Das Jahr 1915 hatte einen so trockenen Sommer, dass die Dickwurzpflanzen mit Wasser gesetzt werden mussten. Durch die „Mistgeize“ gingen viele Pflanzen ein und mussten zum Teil zwei- oder dreimal nachgesetzt werden. Das gesamte Heu konnte – dank der unermüdlichen Sonne – innerhalb von 8 Tagen eingebracht werden. Kurz vor dem Kornschneiden regnete es zwar ein paarmal, aber es blieb doch weiterhin trocken. Gerste und Hafer blieben im Wuchs so zurück, dass sie zur Ernte nicht geschnitten werden konnten sondern gerupft werden mussten. Als das Getreide dann aber zum Trocknen ausgebreitet war, regnete es so, dass die Bauern die Frucht kaum einbringen konnten. Die Kartoffelernte fiel im Herbst dieses Jahres gut aus. Es konnten viele Kartoffeln verkauft werden, die pro Zentner 3,50 bis 4 Mark erbrachten. Im November kam es überraschend zu einer strengen Kälte, so dass Tausende von Zentnern Kartoffeln während des Eisenbahntransportes erfroren sind. Im Frühjahr 1916 trat hierdurch ein spürbarer Mangel ein.
Im zweiten Kriegsjahr kam es wiederum zu einer Teuerung. Für das Lebendgewicht des Rindviehs wurden pro Zentner 80 bis 110 Mark gezahlt, für das Pfund Butter 1,80 bis 2,20 Mark, und die Eier berechnete man mit 20 bis 25 Pfennig pro Stück. Für Personen, die kein Korn hatten, wurden Brotmarken ausgegeben. Diese Marken galten jeweils für 14 Tage und mussten dann beim Ortsvorsteher durch neue ersetzt werden. Auch Mahlkarten für das Korn wurden eingeführt, auf denen der Müller genau vermerkte, wieviel Korn angeliefert worden war und welche Menge Mehl er dafür ausgeliefert hatte. Die Polizei führte sogar in den Bauernhäusern Kontrollen durch, ob die Leute nicht evtl. Korn zurückbehalten hatten. Wenn dies der Fall war, wurde es beschlagnahmt und eine empfindliche Strafe verhängt.
Landwirtschaftliche Erzeugnisse, die über der erlaubten Pro-Kopf-Menge lagen, mussten abgeliefert werden und wurden wie folgt angerechnet: Korn mit 12,- Mark, Hafer mit 15,- Mark und Kartoffeln mit 5,- Mark je Zentner. Da die Kartoffeln sehr knapp waren, wurden auch diese Bestände in den Kellern kontrolliert, denn pro Person durften nur 2 Pfund (gerechnet für einen Tag) behalten werden.

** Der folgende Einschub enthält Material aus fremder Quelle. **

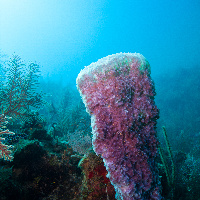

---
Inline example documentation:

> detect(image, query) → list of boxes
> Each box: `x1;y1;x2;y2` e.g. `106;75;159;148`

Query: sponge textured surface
76;53;161;200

Das Wetter im Jahre 1916 war zufriedenstellend, so dass es zu einer guten Gerste- und Haferernte kam. Auch das Korn stand sehr gut, war aber stellenweise voller Vogelwicken. Aber die Kartoffelernte fiel nicht zum Besten aus, so dass es erneut zu strengen Kontrollen kam. Die Rationierung ging so weit, dass im Herbst für jede Person nur noch 1 ½ Pfund täglich gerechnet wurde.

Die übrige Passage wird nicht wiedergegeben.